People are looking at the literature, they’re looking at the papers and trying to understand which of those treatments they should be starting with. We thought we could help them by presenting the data from STAMPEDE. The docetaxel comparison recruited patients between October 2005 and March 2013; the abiraterone comparison recruited patients between November 2011 and January 2014. So we have this small window, fourteen months, where we had both arms, both research arms, open to recruitment. It’s not fully powered but it is randomised and it is prospectively collected and it’s not small – we had 566 patients. So people are trying to make a decision, these are the only prospective head to head data that are going to be coming out in the foreseeable future so we thought it was important to present this information.
This is why we presented the data, it was there as a late breaking abstract. What we saw was no evidence of a difference in terms of overall survival between these two treatments. In terms of other outcome measures we saw that abiraterone acetate with prednisolone was significantly better in terms of failure free survival, which is a very early outcome driven by rising PSA. We saw also a benefit to abiraterone in terms of progression free survival and some weak evidence in terms of metastatic progression free survival. But when we look at overall survival, prostate cancer specific survival, symptomatic skeletal events, we see no evidence of a difference between the two treatments.
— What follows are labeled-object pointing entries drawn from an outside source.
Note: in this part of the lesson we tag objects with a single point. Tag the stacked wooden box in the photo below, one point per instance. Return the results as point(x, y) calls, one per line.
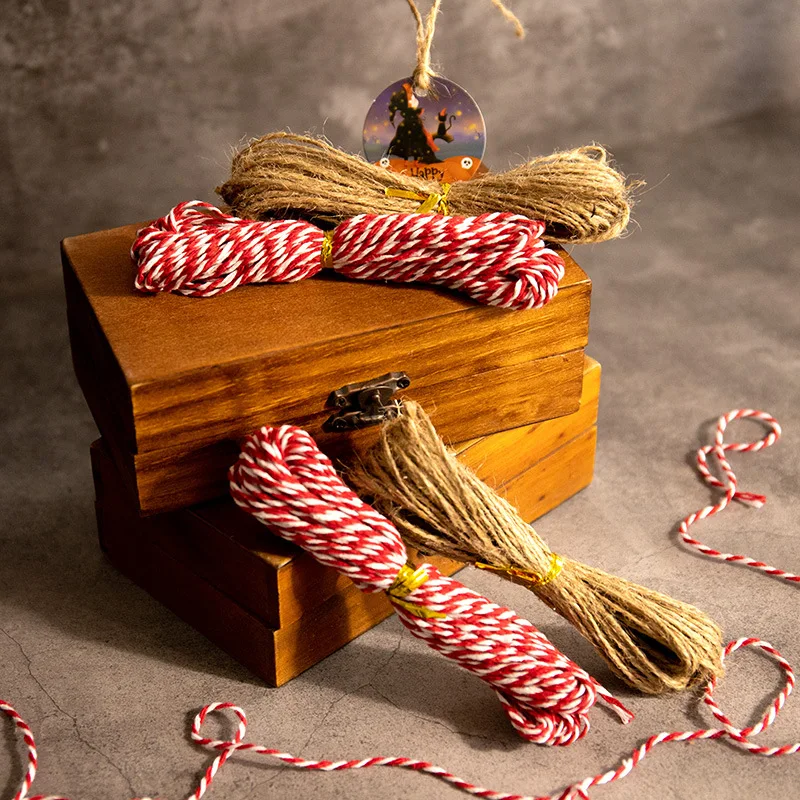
point(174, 382)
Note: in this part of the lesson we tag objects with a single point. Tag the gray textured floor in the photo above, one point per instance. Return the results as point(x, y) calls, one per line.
point(696, 313)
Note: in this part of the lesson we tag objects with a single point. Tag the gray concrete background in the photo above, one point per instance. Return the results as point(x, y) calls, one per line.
point(116, 111)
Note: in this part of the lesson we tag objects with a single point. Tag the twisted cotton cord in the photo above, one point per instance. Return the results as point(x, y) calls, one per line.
point(731, 486)
point(284, 480)
point(497, 259)
point(578, 193)
point(740, 737)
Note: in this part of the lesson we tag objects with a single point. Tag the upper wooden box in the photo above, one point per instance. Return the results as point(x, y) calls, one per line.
point(173, 382)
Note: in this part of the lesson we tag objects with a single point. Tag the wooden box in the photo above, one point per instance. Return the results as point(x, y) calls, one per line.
point(269, 604)
point(173, 382)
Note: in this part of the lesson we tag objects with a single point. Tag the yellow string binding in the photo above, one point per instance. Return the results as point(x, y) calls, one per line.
point(528, 577)
point(436, 202)
point(406, 581)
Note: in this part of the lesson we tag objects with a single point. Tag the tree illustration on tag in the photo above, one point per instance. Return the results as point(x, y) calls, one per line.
point(439, 136)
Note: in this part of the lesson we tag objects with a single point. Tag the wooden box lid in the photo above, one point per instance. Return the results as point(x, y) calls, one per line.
point(270, 604)
point(174, 381)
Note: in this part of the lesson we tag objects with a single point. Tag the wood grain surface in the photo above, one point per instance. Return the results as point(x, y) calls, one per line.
point(268, 603)
point(173, 382)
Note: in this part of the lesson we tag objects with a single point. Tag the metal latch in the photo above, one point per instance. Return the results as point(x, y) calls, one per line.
point(367, 403)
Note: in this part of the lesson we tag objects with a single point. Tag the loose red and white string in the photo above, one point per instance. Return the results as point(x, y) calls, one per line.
point(731, 486)
point(497, 259)
point(740, 737)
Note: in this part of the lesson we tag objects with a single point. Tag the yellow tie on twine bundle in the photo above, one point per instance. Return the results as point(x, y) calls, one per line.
point(578, 193)
point(525, 576)
point(406, 581)
point(652, 641)
point(435, 202)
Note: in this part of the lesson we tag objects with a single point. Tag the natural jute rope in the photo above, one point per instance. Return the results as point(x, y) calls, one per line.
point(653, 642)
point(578, 194)
point(423, 72)
point(283, 480)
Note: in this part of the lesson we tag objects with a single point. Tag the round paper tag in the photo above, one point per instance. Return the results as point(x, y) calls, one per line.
point(440, 136)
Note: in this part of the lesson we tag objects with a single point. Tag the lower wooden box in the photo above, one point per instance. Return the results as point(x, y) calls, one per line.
point(269, 604)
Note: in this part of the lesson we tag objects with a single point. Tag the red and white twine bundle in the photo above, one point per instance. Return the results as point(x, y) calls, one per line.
point(284, 480)
point(311, 506)
point(497, 259)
The toxicity profiles for these two treatments are really quite different but they’re quite well-known. So the data we present there isn’t a surprise to anybody, I don’t think. What we showed was about half of the patients on both of those treatments have at least one severe toxicity at some point after randomisation. We can also see that if we look at a safety population of patients who have not relapsed by one year, who have an assessment in that window and who started their allocated treatment, it’s about one in nine patients on both abiraterone and on docetaxel that have a grade 3 or higher toxicity at one year. So even the level, the prevalence, of severe toxicity is very comparable across those two treatments. That’s also the same when we look at two years as well.
An important difference is the pattern of second line and third line and fourth line treatments. So patients who have docetaxel up front are much more likely to move to an AR-targeted therapy although there is some re-challenge with docetaxel. Patients who start with abiraterone are much more likely to move to docetaxel or to have exposure to docetaxel but there is some exposure to AR-targeted therapies. So it becomes almost an immediate versus deferred question.
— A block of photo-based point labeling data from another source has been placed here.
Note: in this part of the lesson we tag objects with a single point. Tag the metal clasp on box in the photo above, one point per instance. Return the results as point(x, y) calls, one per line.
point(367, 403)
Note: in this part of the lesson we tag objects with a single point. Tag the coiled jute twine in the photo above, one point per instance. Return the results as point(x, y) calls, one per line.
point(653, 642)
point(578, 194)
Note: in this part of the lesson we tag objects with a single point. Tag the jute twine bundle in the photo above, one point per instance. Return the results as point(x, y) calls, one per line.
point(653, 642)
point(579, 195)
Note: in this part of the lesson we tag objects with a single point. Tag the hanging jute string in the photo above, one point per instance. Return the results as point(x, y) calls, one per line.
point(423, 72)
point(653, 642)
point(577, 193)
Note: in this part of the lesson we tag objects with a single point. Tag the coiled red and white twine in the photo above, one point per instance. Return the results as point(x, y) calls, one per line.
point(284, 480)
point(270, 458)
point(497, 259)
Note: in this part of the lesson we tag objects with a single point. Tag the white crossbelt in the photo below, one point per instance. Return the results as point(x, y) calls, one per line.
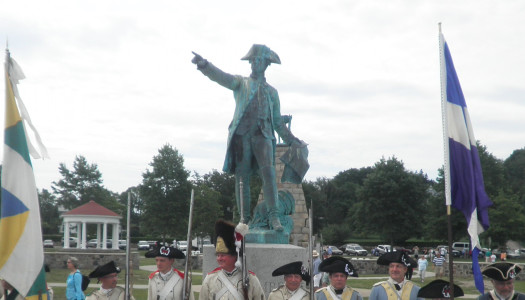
point(168, 287)
point(228, 286)
point(298, 295)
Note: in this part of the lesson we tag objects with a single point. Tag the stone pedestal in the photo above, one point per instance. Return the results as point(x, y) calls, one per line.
point(300, 232)
point(261, 259)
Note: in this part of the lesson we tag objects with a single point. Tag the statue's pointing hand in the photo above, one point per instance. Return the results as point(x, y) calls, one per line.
point(198, 60)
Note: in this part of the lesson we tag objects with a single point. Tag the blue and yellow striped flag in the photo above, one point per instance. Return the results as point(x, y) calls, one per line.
point(21, 251)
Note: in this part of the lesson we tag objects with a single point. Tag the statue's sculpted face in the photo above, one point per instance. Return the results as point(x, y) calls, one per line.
point(259, 64)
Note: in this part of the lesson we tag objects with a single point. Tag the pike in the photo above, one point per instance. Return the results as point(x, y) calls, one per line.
point(186, 286)
point(311, 248)
point(129, 270)
point(245, 278)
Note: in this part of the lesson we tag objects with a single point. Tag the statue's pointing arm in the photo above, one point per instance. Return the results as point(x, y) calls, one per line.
point(214, 73)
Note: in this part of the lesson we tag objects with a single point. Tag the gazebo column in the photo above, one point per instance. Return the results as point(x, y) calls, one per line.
point(84, 234)
point(115, 236)
point(104, 235)
point(79, 237)
point(66, 235)
point(98, 235)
I suppose the question there is clinicians and patients who are making that choice now, does it just come down to whether they think there is the risk for those toxicity related events you mentioned or quality of life or just go for one of them?
As a statistician I want to make sure that I’m helping to provide these data from which clinicians, together with their patients, can make a choice that they’re comfortable with for the management of that patient’s care. So I hope that the data we’ve provided here allows a good, sensible discussion for people to make a choice where both of those drugs are available. At the moment docetaxel is not available everywhere, abiraterone is not available everywhere. This may provide some reassurance that the choice that they’re making, that single choice, is OK. Where people have access to both treatments we hope this will allow them to make a sensible and informed decision.
We have a paper which is about to be submitted looking at the cost effectiveness data from docetaxel which is going to be really important. I can’t talk about those data yet. The abiraterone cost effectiveness data are going to be developed at the moment. Whether we’d like it to be or not, I would anticipate that cost is likely to be the driving factor behind that clinical choice as well.